The board also voted unanimously on Tuesday to set a hearing on its long-discussed and repeatedly tweaked proposal to increase the supply of affordable rental units in the less densely populated parts of town. It would allow accessory apartments to be built in single-family houses on lots as small as half an acre; the current code requires a minimum lot of size of three-quarters of an acre. That hearing was set for 11 a.m. on December 20 in Town Hall.
Also at the Tuesday meeting, Councilwoman Julie Lofstad tabled her proposal to update the rules of operation for the board’s citizens advisory committees after Marlene Haresign, a veteran of the Water Mill CAC, questioned its purpose and complained that no CAC representatives were invited to participate in the revision process. She said it appeared to her the revisions were intended to suppress the CACs, which Ms. Lofstad said was never the intention. “We didn’t mean to suppress any voices,” she said, but only to clarify the existing rules.
Ms. Haresign particularly questioned language requiring CACs to deal only with issues that are pertinent to the Town Board itself. Her CAC, she said, often deals with planning issues and has made many recommendations to the town planning board over the years ass it considered development applications.
That news seemed to come as a surprise to Supervisor Schneiderman, who said the town board legally had no authority to involve itself in planning board decision-making and, as the Town Board’s appointed representative, neither did the CACs. He said that ethical issue needed to be explored. He also took issue with the Water Mill CAC operating its own website, independently from the town’s website, which Ms. Haresign said has been the case for years
Urged by Deputy Town Supervisor Frank Zappone and energy consultant Lynn Arthur of the town’s Sustainable Southampton Green Advisory Committee, the CCA proposal is based on similar power-buying arrangements now operating in 27 cities, towns and village in New York State, according to the preamble of the legislation. They also have been authorized in 36 more municipalities but aren’t yet functioning, according to the legislation, a proposed local law that would add a new chapter to the Town Code.
Although the CCA concept has been discussed at work sessions, the Town Board has hosted no presentation to introduce the concept of a “Community Choice Aggregation Energy Program” or explain how it would work here.
According to the preamble of the legislation, the purpose of a CCA program “is to allow participating local governments to procure energy supply service for Eligible Consumers, who will have the opportunity to opt-out of the procurement, while maintaining transmission and distribution service from the existing Distribution Utility.”
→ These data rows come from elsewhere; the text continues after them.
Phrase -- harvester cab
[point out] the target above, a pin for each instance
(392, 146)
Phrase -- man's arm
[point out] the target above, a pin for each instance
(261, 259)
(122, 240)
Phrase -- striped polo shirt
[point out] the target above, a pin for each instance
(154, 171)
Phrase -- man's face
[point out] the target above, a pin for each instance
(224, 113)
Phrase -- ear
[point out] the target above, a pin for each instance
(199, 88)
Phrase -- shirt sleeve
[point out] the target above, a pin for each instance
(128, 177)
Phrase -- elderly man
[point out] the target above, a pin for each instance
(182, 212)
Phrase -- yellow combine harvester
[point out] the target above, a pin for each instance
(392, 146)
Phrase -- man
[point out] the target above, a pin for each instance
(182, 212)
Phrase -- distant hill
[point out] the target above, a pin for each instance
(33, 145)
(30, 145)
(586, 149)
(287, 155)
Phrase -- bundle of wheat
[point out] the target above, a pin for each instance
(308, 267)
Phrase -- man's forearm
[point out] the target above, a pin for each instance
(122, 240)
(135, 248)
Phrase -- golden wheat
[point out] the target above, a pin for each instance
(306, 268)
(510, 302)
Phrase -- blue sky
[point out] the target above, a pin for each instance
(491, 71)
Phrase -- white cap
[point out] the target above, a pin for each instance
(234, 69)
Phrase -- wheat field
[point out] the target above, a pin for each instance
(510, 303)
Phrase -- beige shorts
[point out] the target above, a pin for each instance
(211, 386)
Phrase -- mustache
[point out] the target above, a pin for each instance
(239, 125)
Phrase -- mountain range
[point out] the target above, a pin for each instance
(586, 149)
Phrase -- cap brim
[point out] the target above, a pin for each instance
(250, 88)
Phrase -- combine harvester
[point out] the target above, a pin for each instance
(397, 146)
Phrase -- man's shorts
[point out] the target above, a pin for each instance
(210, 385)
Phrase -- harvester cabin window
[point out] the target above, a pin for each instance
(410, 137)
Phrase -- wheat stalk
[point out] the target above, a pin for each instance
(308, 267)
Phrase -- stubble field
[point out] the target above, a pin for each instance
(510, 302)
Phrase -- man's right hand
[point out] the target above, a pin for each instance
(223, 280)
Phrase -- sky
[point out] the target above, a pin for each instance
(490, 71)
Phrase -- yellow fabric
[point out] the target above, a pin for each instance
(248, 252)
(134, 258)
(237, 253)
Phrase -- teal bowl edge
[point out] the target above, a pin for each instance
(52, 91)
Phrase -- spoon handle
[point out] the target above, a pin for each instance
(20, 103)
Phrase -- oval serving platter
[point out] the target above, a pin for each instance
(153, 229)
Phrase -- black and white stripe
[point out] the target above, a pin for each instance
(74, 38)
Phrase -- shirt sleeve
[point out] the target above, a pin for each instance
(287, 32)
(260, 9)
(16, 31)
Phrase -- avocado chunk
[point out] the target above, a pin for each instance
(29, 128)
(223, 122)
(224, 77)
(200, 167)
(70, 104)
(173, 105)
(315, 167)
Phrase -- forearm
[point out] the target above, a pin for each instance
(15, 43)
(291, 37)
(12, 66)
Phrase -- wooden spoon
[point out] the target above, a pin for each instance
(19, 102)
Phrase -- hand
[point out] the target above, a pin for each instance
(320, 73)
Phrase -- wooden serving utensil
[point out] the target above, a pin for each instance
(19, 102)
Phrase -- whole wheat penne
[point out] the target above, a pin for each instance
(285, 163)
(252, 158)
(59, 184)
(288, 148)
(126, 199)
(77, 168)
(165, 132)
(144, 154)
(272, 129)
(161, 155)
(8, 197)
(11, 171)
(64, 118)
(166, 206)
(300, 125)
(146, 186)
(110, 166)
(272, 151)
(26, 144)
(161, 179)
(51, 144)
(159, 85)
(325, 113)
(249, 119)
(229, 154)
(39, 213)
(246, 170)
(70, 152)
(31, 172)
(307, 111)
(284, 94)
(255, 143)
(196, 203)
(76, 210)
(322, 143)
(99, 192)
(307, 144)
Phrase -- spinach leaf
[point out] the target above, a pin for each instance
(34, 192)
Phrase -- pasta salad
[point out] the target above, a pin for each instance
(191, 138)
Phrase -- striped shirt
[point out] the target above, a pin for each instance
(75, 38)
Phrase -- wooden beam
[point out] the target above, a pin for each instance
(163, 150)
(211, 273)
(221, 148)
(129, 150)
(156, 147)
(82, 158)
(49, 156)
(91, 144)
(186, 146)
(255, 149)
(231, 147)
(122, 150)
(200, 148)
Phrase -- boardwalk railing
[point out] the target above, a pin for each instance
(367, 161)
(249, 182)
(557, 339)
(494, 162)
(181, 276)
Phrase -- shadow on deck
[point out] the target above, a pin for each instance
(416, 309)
The program, it continues, “will allow Southampton Town, which may include other local governments, to work together where appropriate through a shared purchasing model to request bids based upon the total amount of natural gas and/or electricity being purchased by Eligible Consumers within the jurisdictional boundaries of participating municipalities, in order to identify more competitive pricing and source generation. Eligible consumers will have the opportunity to: (i) have more control and thus, lower their overall energy costs, (ii) spur clean energy innovation and investment, (iii) improve customer choice and value, and (iv) protect the environment, thereby, fulfilling the purposes of this Chapter and fulfilling an important public purpose.”
At the Town Board’s September 13, 2018 work session, the CCA concept was discussed as a given, with Mr. Zappone and Ms. Arthur both arguing it would allow the town to encourage the development of alternative energy sources, reduce costs for consumers and give the town leverage against the local utility and standing with the state’s Public Service Commission.
Supervisor Schneiderman expressed reservations, noting the town didn’t need to create a CCA program to encourage alternative energy projects. He also argued that the Long Island Power Authority (LIPA), which owns the electrical distribution system, already functions as an aggregator for Long Island consumers, seeking the best prices for power — a notion Ms. Arthur challenged.